Election Campaign for Nationalistic Aims The most significant feature of the election campaign was that it sought to mobilise the Indians against the British; it did not just appeal to the people for votes.
The election campaign expressed the nationalist sentiments against the state repression of the 1942 Quit India upsurge. This was done by glorifying martyrs and condemning officials. The brave resistance of the leaderless people was lauded; martyrs’ memorials were set up; relief funds were collected for sufferers; the officials responsible for causing pain were condemned; and promises of enquiry and threats of punishment to guilty officials were spelt out.
The government failed to check such speeches. This had a devastating effect on the morale of the services. The prospect of the return of Congress ministries, especially in those provinces where repression had been most brutal, further heightened the fears of those in government services. A ‘gentleman’s agreement’ with the Congress seemed necessary to the government.

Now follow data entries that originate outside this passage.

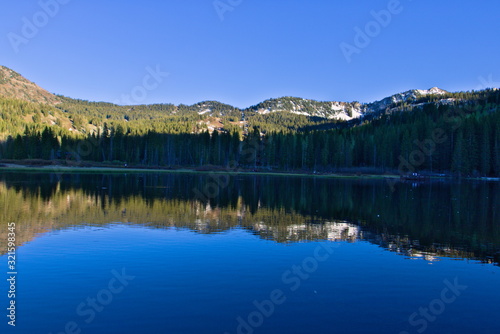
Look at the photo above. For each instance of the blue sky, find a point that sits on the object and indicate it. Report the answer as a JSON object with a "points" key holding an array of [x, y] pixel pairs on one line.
{"points": [[247, 51]]}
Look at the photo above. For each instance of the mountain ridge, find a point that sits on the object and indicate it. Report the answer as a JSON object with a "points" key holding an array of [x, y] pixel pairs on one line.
{"points": [[14, 85]]}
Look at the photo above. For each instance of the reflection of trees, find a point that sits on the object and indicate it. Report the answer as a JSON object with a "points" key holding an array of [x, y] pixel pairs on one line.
{"points": [[458, 220]]}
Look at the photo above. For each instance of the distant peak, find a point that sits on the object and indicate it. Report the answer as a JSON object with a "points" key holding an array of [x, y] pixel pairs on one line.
{"points": [[431, 91]]}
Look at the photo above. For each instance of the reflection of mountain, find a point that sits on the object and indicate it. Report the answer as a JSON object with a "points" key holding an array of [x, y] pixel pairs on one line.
{"points": [[455, 220]]}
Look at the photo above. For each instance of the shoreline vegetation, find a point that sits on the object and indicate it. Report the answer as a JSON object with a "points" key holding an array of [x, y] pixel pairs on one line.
{"points": [[62, 166]]}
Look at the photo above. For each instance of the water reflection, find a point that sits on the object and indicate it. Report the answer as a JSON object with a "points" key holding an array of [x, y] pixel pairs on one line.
{"points": [[429, 221]]}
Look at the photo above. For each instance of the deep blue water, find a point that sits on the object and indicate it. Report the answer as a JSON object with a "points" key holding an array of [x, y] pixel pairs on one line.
{"points": [[81, 270]]}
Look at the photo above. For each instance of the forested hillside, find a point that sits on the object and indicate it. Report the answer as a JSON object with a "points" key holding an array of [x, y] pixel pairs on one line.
{"points": [[431, 130]]}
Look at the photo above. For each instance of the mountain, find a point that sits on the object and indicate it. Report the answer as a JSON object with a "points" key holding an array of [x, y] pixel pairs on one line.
{"points": [[13, 85], [276, 114]]}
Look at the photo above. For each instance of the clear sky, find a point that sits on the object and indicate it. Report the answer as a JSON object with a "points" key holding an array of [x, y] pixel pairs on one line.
{"points": [[242, 52]]}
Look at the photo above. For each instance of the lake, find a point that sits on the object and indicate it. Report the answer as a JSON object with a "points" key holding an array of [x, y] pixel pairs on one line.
{"points": [[199, 253]]}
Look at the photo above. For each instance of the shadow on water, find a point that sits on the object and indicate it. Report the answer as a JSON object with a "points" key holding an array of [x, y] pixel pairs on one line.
{"points": [[427, 220]]}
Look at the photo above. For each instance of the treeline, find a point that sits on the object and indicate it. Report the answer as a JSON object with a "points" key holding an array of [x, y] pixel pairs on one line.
{"points": [[463, 138]]}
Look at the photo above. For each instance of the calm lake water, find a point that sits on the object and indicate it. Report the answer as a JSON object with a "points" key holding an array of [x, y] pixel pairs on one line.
{"points": [[190, 253]]}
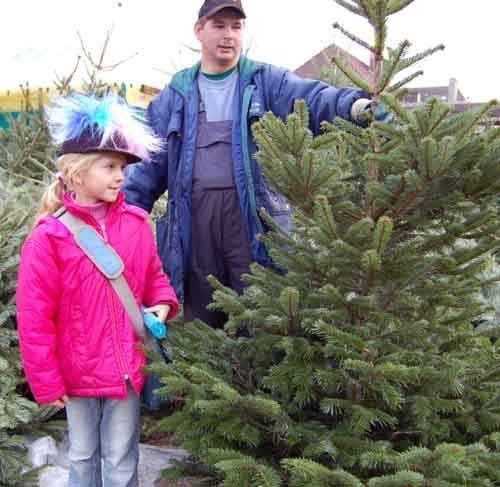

Mass pressure against the trial of INA POWs, sometimes described as “an edge of a volcano”, brought about a decisive shift in the government’s policy. The British had initially decided to hold public trials of several hundreds of INA prisoners besides dismissing them from service and detaining without trial around 7,000 of them. They compounded the folly by holding the first trial at the Red Fort in Delhi in November 1945 and putting on dock together a Hindu, Prem Kumar Sehgal, a Muslim, Shah Nawaz Khan, and a Sikh, Gurbaksh Singh Dhillon.
Another issue was provided by the use of Indian Army units in a bid to restore French and Dutch colonial rule in Vietnam and Indonesia: this enhanced the anti-imperialist feeling among a section of urban population and the Army.